On peut arguer que vingt-six années sont trop courtes pour espérer d’une démocratie politique qu’elle laisse poindre les premiers signes d’une démocratie socio-économique. La réponse n’est pas loin et les illustrations foisonnent tant ailleurs qu’en Afrique. Dans les années 1970, le Bénin, au même titre que de nombreux pays africains, exhibait des pointeurs socio-économiques similaires à ceux des pays d’Asie du sud Est. Ces derniers n’ont pas eu besoin de plus de trois décennies pour se mesurer aux économies les plus dynamiques de la planète et s’imposer dans le commerce international. Plus près du Bénin, l’exemple ivoirien cité plus haut s’offre à ceux qui ont pu visiter la Côte d’Ivoire dans le courant de l’année 2015. Il ne s’agit pas d’une question de temps mais de système, de structure, de volonté, d’intégrité et de vision sincère et dépersonnalisée. Le bilan est sans équivoque : le système de justice sociale proposé par la république d’Alédjo n’a pas fonctionné.
Un pouvoir judiciaire envahi par l’exécutif. Pour ceux qui pensent que la démocratie béninoise n’a pas été stérile, commençons par la justice sociale promise par la Constitution de 1990. Le constat est flagrant de ce que les fondamentaux d’une telle justice sociale ont été faussés dès Alédjo ou tout au moins bien peu après. En 1990, les élites ont, au nom du peuple, fait semblant d’adopter une démocratie constitutionnelle qui, dans tout autre système similaire, est fondée sur des principes clés tels que l’Etat de droit, un système judiciaire juste et indépendant, une distribution intelligente des pouvoirs et une séparation des mêmes pouvoirs visant la limitation du pouvoir excessif, arbitraire, personnel et exclusif. Il n’en n’a rien été ni dans la lettre de la Constitution ni dans l’esprit que lui ont imprimé les élites qui se sont succédées à la tête de l’Etat. Ainsi, alors qu’Alédjo proclame ardemment un pouvoir judiciaire indépendant des pouvoirs exécutif et législatif, le Conseil supérieur de la magistrature, organe qui gère le fonctionnement même du pouvoir judiciaire, est présidé par le chef du pouvoir exécutif. Le pouvoir exécutif recrute alors ses propres juges, les nomme, les démet, les radie, les promeut, les paye, les nourrit et les loge. Quant aux magistrats du ministère public qui, dans les grandes démocraties, sont les avocats du peuple, des faibles, de la veuve et de l’orphelin, de la société et de la communauté, leur pouvoir de poursuivre, de déposer, de faire juger ou libérer le justiciable est exercé sous le contrôle hiérarchique de l’exécutif contre lequel ils sont susceptibles de requérir puisqu’ils poursuivent à charge et à décharge. Dans un tel état de choses, la perception du pouvoir judiciaire comme protecteur des atteintes de l’exécutif à l’Etat de droit et la limitation de l’arbitraire n’est demeuré qu’un mirage. La réalisation de la justice, mieux de la justice sociale, est devenue un leurre.

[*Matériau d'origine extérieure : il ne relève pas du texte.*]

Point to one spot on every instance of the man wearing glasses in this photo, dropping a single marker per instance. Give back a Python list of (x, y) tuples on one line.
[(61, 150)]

Le sort que fait la Constitution d’Alédjo au pouvoir judiciaire est unique en Afrique et dans le concert des démocraties dites établies. En Afrique, le modèle d’organisation du système judiciaire adopté par le Bénin est au pire un scandale à l’Etat de droit, au meilleur, une curiosité du nouveau constitutionnalisme. Pour les béninois qui fréquent les foras internationaux sur la démocratie constitutionnelle et l’Etat de droit, les acteurs des systèmes judiciaires des Etats africains anglophones sont tout simplement choqués par l’expérience du Bénin et de ses pairs du système francophone. Même le siège de la tradition judiciaire dont le Bénin a hérité à l’indépendance s’est départi d’une robe pourtant jugée si moulante que le berceau africain de la démocratie constitutionnelle a cru devoir continuer à l’arborer. Pour mémoire, la Cour européenne des droits de l’homme a déclaré le centre névralgique du système français de poursuite inapte à exercer les fonctions d’un mécanisme judiciaire indépendant du pouvoir exécutif. En obéissance à sa Constitution et aux décisions judiciaires européennes et françaises, la France a expulsé l’exécutif du contrôle du Conseil supérieur de la magistrature et du Parquet depuis 2008 et 2010 respectivement.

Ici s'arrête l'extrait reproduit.